Remote users, Jailkit and SSH authentication

Discussion in 'Installation/Configuration' started by Pyanepsion, Jan 6, 2026.

  1. Pyanepsion

    Pyanepsion Member

    Hello,

    This question refers to section 4.6.4 ‘Command Line’ (pages 165–166 of the manual).
    The documentation presents Jailkit as a standard way to confine remote users.

    Could you clarify the expected behaviour regarding SSH authentication in this context?
    —Is SSH authentication (key or password) expected to work reliably with chrooted remote users using Jailkit?
    —Or should Jailkit mainly be considered a confinement mechanism whose behaviour may depend on the environment and is not guaranteed in all cases?

    Thank you for the clarification.
     
  2. till

    till Super Moderator Staff Member ISPConfig Developer

    Jailed SSH users work reliably and in the same way as non-jailed users work. The jail is enforced by the jailkit shell, which is set for the user in /etc/passwd, so authentication happens before the user is jailed.
     
  3. Pyanepsion

    Pyanepsion Member

    Thank you for this clarification.
     
  4. Talutah W Elan

    Talutah W Elan New Member

    Sorry for reviving old thread, but in that matter I'd like to ask if those .ssh/authorized_keys in shell-users home-dirs matter anything.

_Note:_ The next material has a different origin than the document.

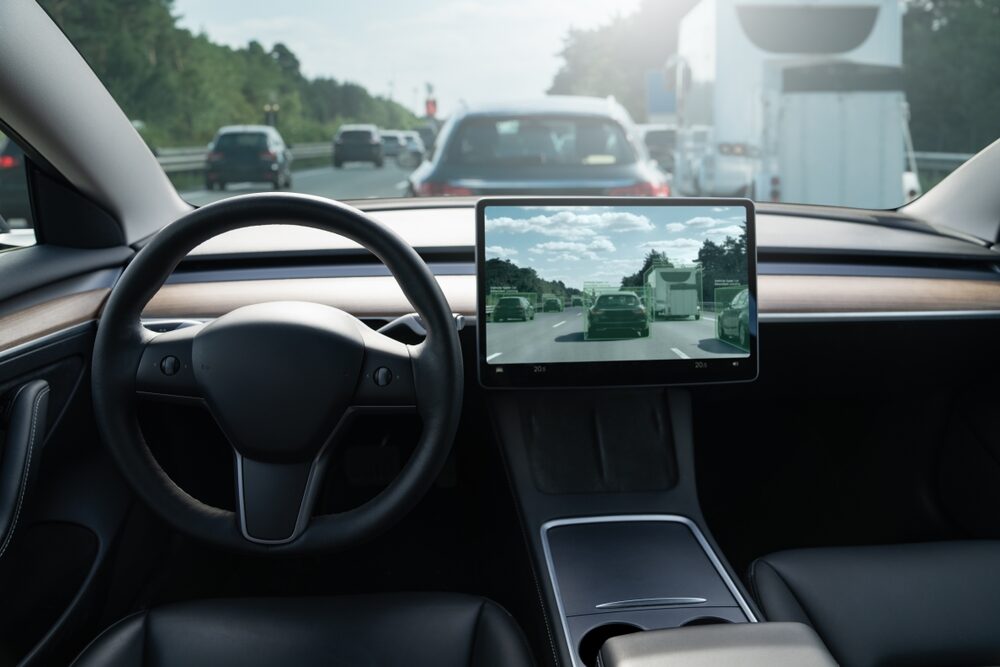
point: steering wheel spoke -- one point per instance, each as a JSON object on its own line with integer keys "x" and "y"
{"x": 275, "y": 500}
{"x": 386, "y": 383}
{"x": 166, "y": 369}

    Or more precisely if a website is hacked but executing a chrooted/jailed PHP script, can hackers modify non-jailed user .ssh/authorized_keys and thus obtain a non-jailed shell with a terminal ?
     
  5. till

    till Super Moderator Staff Member ISPConfig Developer

    They can not modify the authorized_keys of SSH users of other sites, no matter if jailed or not. But if you have multiple SSH users in one site, then you must jail them all as all users of a site share the same UID.